В окне на решётке, весь в слезах, висел Бадайкин – рукой тянулся… В точности как на марке МОПРа! Моля о солидарности!..

– Шаточе-е-ек! Мили-ицию! Убива-а-ают!

Морозом Шатка обдало. Он кинулся, заглянул с краю дома во двор… На втором словно дыхании бригада с бревном ходила. Примеривая его для тарана… Витька отпрянул, не слыша захлёбывающихся причитаний Бадайкина, потащил было Милку от конторы, опомнился, захлестнул вожжи на столбик и рванул во весь дух к Генке-милиционеру.

Перед угрюмым замчиной на двери в растерянности замер. Замчина вдруг заколотился со щеколдой – в щель снизу пошёл рваться, выбрёхивать здоровенный пёс. Шатка мгновенно вымело на улицу.

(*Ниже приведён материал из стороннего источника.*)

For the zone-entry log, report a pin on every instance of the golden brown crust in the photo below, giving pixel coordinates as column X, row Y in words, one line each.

Как заведённый бормоча «вот тебе и храбрый милиционер, вот тебе и храбрый…», к конторе проталкивался какими-то неуверенными, боязливыми рывками: пройдёт и остановится, пробежит – и снова стал… В сознание вдруг проступили тупые упорные удары. С рёвом разбегаю щиеся и ахающие в стену дома… «Уже бьют…» Витька похолодел. Вообще покрался другой стороной улицы. Как посторонний конторе, знать её не знающий. Зажмуривался, не смотрел, не слушал…

– Шато-че-ек!

Шаток вздрогнул. И не столько от мольбы бадайкинской, последней, сколько от тени своей на заборе. Тень в зное дрожала, с трусовато взведённой ногой. Готовая кинуться, беззвучно кричать, исчезнуть в городке, раствориться… Шаток аж вспотел от стыда. Опустил, утвердил ногу, недовольно посопел. («Шато-ок, скоре-ей!») Отвернулся от тени, как решительно отмежевался. («Шато-че-ек!») Вдохнул глубоко, выдохнул… и во второй раз ударил за помощью Бадайкину. К горсовету теперь уже.

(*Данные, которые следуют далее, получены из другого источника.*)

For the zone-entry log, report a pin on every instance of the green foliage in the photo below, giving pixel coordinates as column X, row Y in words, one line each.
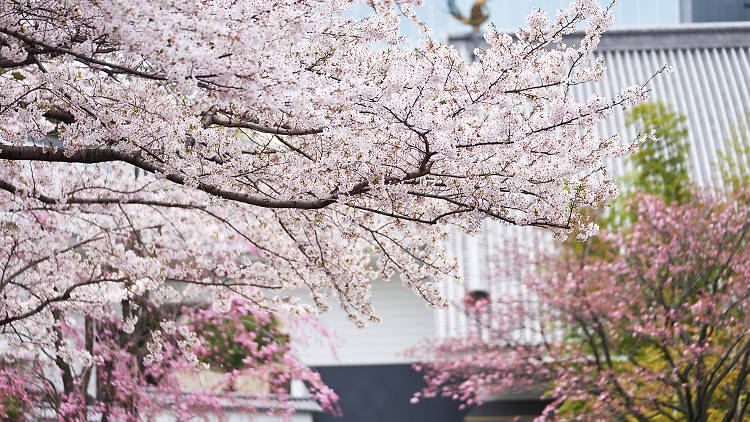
column 660, row 165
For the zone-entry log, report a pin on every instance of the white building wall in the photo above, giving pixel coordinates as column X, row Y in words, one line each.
column 406, row 320
column 710, row 85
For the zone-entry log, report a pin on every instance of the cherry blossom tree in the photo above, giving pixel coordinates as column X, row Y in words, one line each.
column 658, row 329
column 132, row 378
column 250, row 149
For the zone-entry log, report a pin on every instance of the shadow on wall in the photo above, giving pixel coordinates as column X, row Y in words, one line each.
column 381, row 393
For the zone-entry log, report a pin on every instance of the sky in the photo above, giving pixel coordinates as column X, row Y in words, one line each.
column 511, row 14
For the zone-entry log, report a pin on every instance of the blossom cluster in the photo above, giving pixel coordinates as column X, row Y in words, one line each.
column 656, row 328
column 212, row 151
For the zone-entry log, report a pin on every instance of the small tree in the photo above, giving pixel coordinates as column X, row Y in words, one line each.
column 657, row 330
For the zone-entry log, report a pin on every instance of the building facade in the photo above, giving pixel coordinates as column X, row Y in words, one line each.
column 710, row 84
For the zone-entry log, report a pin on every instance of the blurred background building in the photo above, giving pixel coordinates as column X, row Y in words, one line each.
column 710, row 85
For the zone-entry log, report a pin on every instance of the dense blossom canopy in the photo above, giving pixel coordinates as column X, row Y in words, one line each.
column 223, row 149
column 657, row 330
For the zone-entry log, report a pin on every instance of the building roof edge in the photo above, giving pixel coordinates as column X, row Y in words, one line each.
column 694, row 35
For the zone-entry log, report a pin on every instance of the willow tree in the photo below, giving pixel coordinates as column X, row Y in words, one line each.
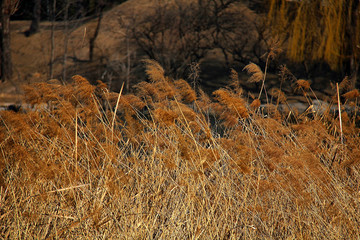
column 327, row 30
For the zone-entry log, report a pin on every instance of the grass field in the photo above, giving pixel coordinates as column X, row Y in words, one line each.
column 169, row 162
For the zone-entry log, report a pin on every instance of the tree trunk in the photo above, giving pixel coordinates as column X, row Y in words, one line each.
column 6, row 64
column 52, row 54
column 66, row 39
column 99, row 10
column 35, row 23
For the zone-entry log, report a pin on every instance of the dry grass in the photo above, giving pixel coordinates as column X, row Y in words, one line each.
column 174, row 165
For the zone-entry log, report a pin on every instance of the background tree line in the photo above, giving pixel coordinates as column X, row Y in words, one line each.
column 179, row 33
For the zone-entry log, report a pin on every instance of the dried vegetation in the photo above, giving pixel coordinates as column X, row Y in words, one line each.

В Зелёную ворвался, задыхаясь:

– Дядя Реваз!.. Бадайкина… Бадайкина убивают!.. Бригада!.. Пьяные!.. Скорей!..

Реваз прыгнул в угол, выхватил зачем-то тромбон, цапнул приспособление-каркас, выскочил на улицу.

Во двор конторы ворвался, как сам сатана, с торчащей из башки длинной железякой. Метнулся к разинувшемуся крыльцу, ударил из тромбона коротко, резко: «Пау!!» Бригада попадала с крыльца. Реваз – на крыльцо. Глиссандирующе, со страшным выносом кулисы резанул в сени: «Па-а-а-а-а-а!!» Прямо в ухо Капустову. Капустов наружу повалился, по ступеням, вознеся руки небу. К огороду улетал, как воздетый ветер, в ужасе оборачивался, и расстелило его на ботву и палки помидор. А по двору тромбон носился стадом лошадей совершенно диких: «И-иго-го-го-о-о-о-о-о!» – ржали жуткие трели. «И-иго-го-го-го-о-о-о-о-о-о!!» Молчком бригада расползалась. На карачках, на карачках. К забору стремилась, совала головы в лопухи, в репейник. А табуны всё проносились, а табуны всё ржали: «И-иго-го-го-о-о-о-о-о-о-о-о-о-о-о-о-о!!!»

Когда Реваз покинул оконтуженный двор, когда к Ревазу присоединился Шаток (мы с дядей Ревазом пахали!) – из-за решётки трепетненько потянулся рукой Бадайкин: «Реваз… миленький… век не забуду… Рева-азик…» Реваз тут же развернул тромбон: «Па-а-а-а!!» – Бадайкин улетел в темноту конторы.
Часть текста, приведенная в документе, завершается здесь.